We initiate coverage on DEN with a BUY and a Sep'13 TP of Rs 225/sh. Our positive view is premised on: (a) Den's strong presence in metros and tier I cities (~5.3mn subscribers), (b) a pick-up in STB seeding as digitization gathers pace and (c) an improvement in ARPUs once channel packaging is enforced and billing commences. Expect DEN to benefit from consolidation in the cable TV space post the recent FDI relaxation and see its Cable business revenues/EBITDA growing at a 32%/77% CAGR (FY12?FY15E).
- Digitization campaign gathers pace - STB seeding seen picking up: We remain positive on the digitization opportunity given the strong government initiatives - from license cancellation of non-compliant MSOs to raising FDI caps in broadcast carriage services. Expecting DEN to seed ~1.8mn boxes in FY13 (~400K done in 1Q and expecting ~350K in 2QFY13) and another 1.6mn in FY14.

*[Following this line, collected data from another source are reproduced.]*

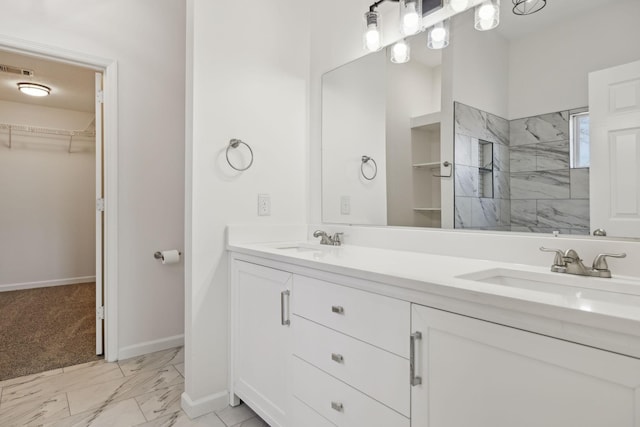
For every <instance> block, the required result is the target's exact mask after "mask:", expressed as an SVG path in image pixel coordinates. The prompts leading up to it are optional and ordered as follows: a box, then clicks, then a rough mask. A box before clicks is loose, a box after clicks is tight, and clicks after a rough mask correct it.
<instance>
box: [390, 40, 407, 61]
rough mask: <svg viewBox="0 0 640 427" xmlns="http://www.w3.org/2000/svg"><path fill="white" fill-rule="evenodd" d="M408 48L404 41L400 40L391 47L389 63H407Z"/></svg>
mask: <svg viewBox="0 0 640 427" xmlns="http://www.w3.org/2000/svg"><path fill="white" fill-rule="evenodd" d="M409 55H410V48H409V45H408V44H407V42H406V40H400V41H398V42H397V43H395V44H394V45H393V46H391V62H393V63H394V64H404V63H405V62H409Z"/></svg>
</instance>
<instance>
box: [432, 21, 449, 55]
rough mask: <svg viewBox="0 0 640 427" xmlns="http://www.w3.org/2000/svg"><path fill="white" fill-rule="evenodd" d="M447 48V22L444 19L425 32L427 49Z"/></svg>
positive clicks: (447, 26)
mask: <svg viewBox="0 0 640 427" xmlns="http://www.w3.org/2000/svg"><path fill="white" fill-rule="evenodd" d="M447 46H449V20H448V19H445V20H444V21H442V22H438V23H437V24H435V25H434V26H433V27H431V28H429V29H428V30H427V47H428V48H429V49H444V48H445V47H447Z"/></svg>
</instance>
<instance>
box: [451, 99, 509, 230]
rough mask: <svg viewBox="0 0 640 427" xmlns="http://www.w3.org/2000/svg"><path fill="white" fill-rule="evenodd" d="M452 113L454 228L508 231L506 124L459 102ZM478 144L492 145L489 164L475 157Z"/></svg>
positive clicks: (507, 192)
mask: <svg viewBox="0 0 640 427" xmlns="http://www.w3.org/2000/svg"><path fill="white" fill-rule="evenodd" d="M454 111H455V161H454V163H455V166H454V171H455V181H454V182H455V190H454V191H455V228H467V229H468V228H473V229H483V230H501V231H508V230H510V228H511V196H510V185H509V171H510V166H509V163H510V156H509V121H508V120H506V119H503V118H502V117H498V116H496V115H494V114H490V113H487V112H485V111H481V110H478V109H476V108H473V107H469V106H467V105H464V104H461V103H459V102H456V103H455V105H454ZM481 141H484V142H490V143H492V144H493V159H492V161H491V159H482V156H480V155H479V153H480V151H481V149H480V147H479V146H480V143H481ZM490 170H492V172H491V171H490ZM487 174H488V175H487ZM490 186H492V189H491V188H488V187H490ZM489 190H492V191H489ZM487 195H489V196H491V195H492V197H487Z"/></svg>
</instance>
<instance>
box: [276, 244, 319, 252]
mask: <svg viewBox="0 0 640 427" xmlns="http://www.w3.org/2000/svg"><path fill="white" fill-rule="evenodd" d="M276 249H278V250H279V251H291V252H314V251H319V250H321V249H320V248H310V247H306V246H299V245H289V246H279V247H277V248H276Z"/></svg>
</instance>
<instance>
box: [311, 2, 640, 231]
mask: <svg viewBox="0 0 640 427" xmlns="http://www.w3.org/2000/svg"><path fill="white" fill-rule="evenodd" d="M510 3H511V2H506V1H505V2H503V4H502V10H501V15H502V17H501V23H500V26H499V27H498V28H497V29H496V30H493V31H488V32H479V31H476V30H474V29H473V10H468V11H466V12H463V13H461V14H458V15H456V16H455V17H453V18H452V19H451V42H450V44H449V46H448V47H447V48H445V49H443V50H438V51H434V50H429V49H427V48H426V35H425V34H424V33H422V34H419V35H417V36H414V37H412V38H411V39H409V43H410V45H411V61H410V62H409V63H405V64H393V63H391V62H390V61H389V60H388V53H387V52H386V50H383V51H380V52H376V53H374V54H370V55H367V56H365V57H362V58H360V59H358V60H356V61H353V62H351V63H348V64H346V65H344V66H342V67H339V68H338V69H336V70H333V71H330V72H328V73H326V74H325V75H324V76H323V80H322V84H323V89H322V90H323V92H322V94H323V100H322V102H323V109H322V114H323V117H322V120H323V122H322V145H323V146H322V149H323V151H322V153H323V157H322V162H323V163H322V164H323V169H322V170H323V174H322V175H323V176H322V184H323V186H322V189H323V195H322V196H323V221H325V222H328V223H346V224H372V225H394V226H398V225H399V226H414V227H416V226H417V227H443V228H472V229H485V230H497V231H520V232H521V231H531V232H553V231H558V232H560V233H562V234H588V233H589V231H590V230H591V231H592V230H595V229H596V228H604V229H607V228H609V229H610V230H615V231H614V232H611V231H610V232H609V235H610V236H622V237H640V235H639V234H640V171H639V170H638V167H639V166H638V164H639V163H640V162H635V163H633V162H629V161H627V162H625V161H624V160H623V159H624V158H625V157H628V156H631V157H633V156H634V155H635V156H637V157H638V156H640V131H638V132H635V133H634V131H633V129H640V123H637V124H634V123H635V122H634V120H636V119H637V120H638V121H640V83H638V86H637V87H638V88H639V89H638V90H637V92H634V90H635V89H634V88H636V86H634V84H633V83H629V82H633V81H636V80H637V81H640V75H638V76H637V77H633V72H631V74H628V73H629V72H630V71H628V70H629V69H630V68H629V67H627V68H626V70H627V71H620V69H619V68H615V67H618V66H620V65H622V64H628V63H631V62H633V61H638V60H639V59H640V49H638V47H637V43H636V41H637V40H640V26H638V25H637V22H636V18H637V17H638V16H640V2H639V1H637V0H563V1H560V2H549V4H548V5H547V7H545V8H544V9H543V10H541V11H540V12H538V13H536V14H533V15H529V16H516V15H514V14H513V13H512V12H511V5H510ZM632 68H633V67H631V69H632ZM605 69H608V70H609V71H608V73H606V72H601V73H596V71H598V70H605ZM624 72H626V73H627V74H628V75H627V77H626V78H627V79H626V80H624V79H623V80H620V79H618V80H615V81H614V80H611V81H609V83H607V84H605V83H602V82H603V81H604V80H602V79H600V78H599V77H598V76H600V75H607V76H609V77H607V78H609V79H615V78H617V76H618V75H619V74H620V73H624ZM603 73H604V74H603ZM590 75H591V77H592V78H591V80H592V82H591V83H592V84H597V83H598V82H600V84H601V86H602V87H616V88H618V89H616V90H617V92H611V93H610V94H609V97H608V98H607V95H606V94H605V95H601V96H600V95H596V93H598V90H596V89H591V90H590V88H589V84H590ZM605 80H606V79H605ZM612 82H613V83H612ZM607 85H608V86H607ZM621 85H622V86H621ZM603 90H604V89H603ZM607 90H608V89H607ZM603 93H604V92H603ZM614 95H615V96H616V97H617V98H615V100H614V98H613V96H614ZM599 98H602V100H603V101H602V102H600V101H598V100H597V99H599ZM605 99H608V100H609V101H607V102H605ZM625 99H626V100H625ZM614 101H615V103H617V104H616V105H619V106H620V108H618V110H616V111H617V114H618V113H619V114H622V113H623V112H624V113H625V114H627V117H626V119H628V120H626V119H625V120H626V123H625V124H624V126H622V125H621V124H615V126H618V127H619V128H620V129H623V128H624V129H626V132H627V133H624V134H622V133H620V132H622V131H621V130H620V131H618V130H616V129H617V128H615V126H614V125H613V124H611V123H613V122H612V121H611V120H610V119H608V118H607V117H609V116H607V114H606V111H605V109H601V108H600V105H599V104H604V105H607V104H610V105H613V103H614ZM592 104H594V105H592ZM587 106H588V107H587ZM585 107H586V108H585ZM611 108H613V107H611ZM587 111H588V112H587ZM585 112H587V113H586V114H585ZM594 114H596V115H597V118H594ZM634 114H637V116H638V117H637V118H636V117H635V116H634ZM589 118H590V119H591V123H590V127H591V130H590V131H588V129H589ZM607 123H608V124H607ZM607 126H609V127H607ZM611 126H614V127H613V128H612V127H611ZM605 128H606V129H608V130H605ZM603 132H604V133H603ZM616 132H617V133H616ZM618 134H619V135H621V136H620V137H614V136H615V135H618ZM589 139H591V144H592V147H591V149H590V150H588V149H586V147H588V143H589ZM594 146H595V147H594ZM603 150H608V152H609V153H610V154H611V156H609V154H602V153H603ZM588 152H591V165H589V164H588V163H585V162H586V161H588V156H586V155H585V153H588ZM594 152H598V153H600V154H599V155H597V156H595V158H594V155H593V153H594ZM624 153H626V154H624ZM634 153H635V154H634ZM363 155H366V156H370V157H372V158H374V159H375V160H376V163H377V165H378V174H377V176H376V179H374V180H372V181H369V180H366V179H365V178H364V177H362V176H361V173H360V172H361V171H360V164H361V160H360V159H361V157H362V156H363ZM638 160H639V161H640V158H639V159H638ZM444 164H447V165H450V166H448V167H445V166H444ZM616 168H617V169H616ZM614 169H616V171H614ZM448 175H452V176H451V177H448ZM594 183H595V184H594ZM590 202H591V203H590ZM601 205H607V206H608V205H611V206H610V208H609V211H608V212H609V214H601V213H598V212H596V213H595V214H594V206H601ZM614 217H615V218H614ZM633 230H637V231H636V232H634V231H633Z"/></svg>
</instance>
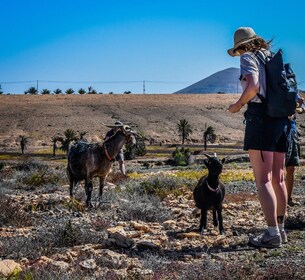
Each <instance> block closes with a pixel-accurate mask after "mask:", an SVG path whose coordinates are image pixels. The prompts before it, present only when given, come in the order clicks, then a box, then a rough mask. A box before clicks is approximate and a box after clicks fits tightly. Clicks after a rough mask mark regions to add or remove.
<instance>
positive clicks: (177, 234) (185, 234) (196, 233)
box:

- ARPU improvement expected post-digitization: Interactions with players across the value chain suggest that ARPUs are slated to increase to Rs 200+ over the next 12?18 months. Also, DEN's channel packages suggest that its ARPUs would touch Rs 180+ by FY13 itself. We conservatively build in its FY14 ARPUs at ~Rs 180.
- Carriage fees to drop gradually; margins to improve: DEN's carriage fees would decline only gradually as a considerable portion of its subscriber base would fall under digitization phase 3/4, which would kick in beginning FY15, leading to EBITDA margin expansion in FY14/15. We build in a 20% drop in carriage fees for FY13/14.
- Likely beneficiary of consolidation in the cable TV space: As fresh capital would be available from foreign players post relaxation of FDI norms, consolidation in the MSO-LCO space is likely to progress at a faster pace than expected earlier, with major MSOs like DEN as focal points. Initiate coverage with BUY and a Sep'13 DCF-based TP of Rs 225/sh with a WACC of 12.9% and terminal growth of 2%.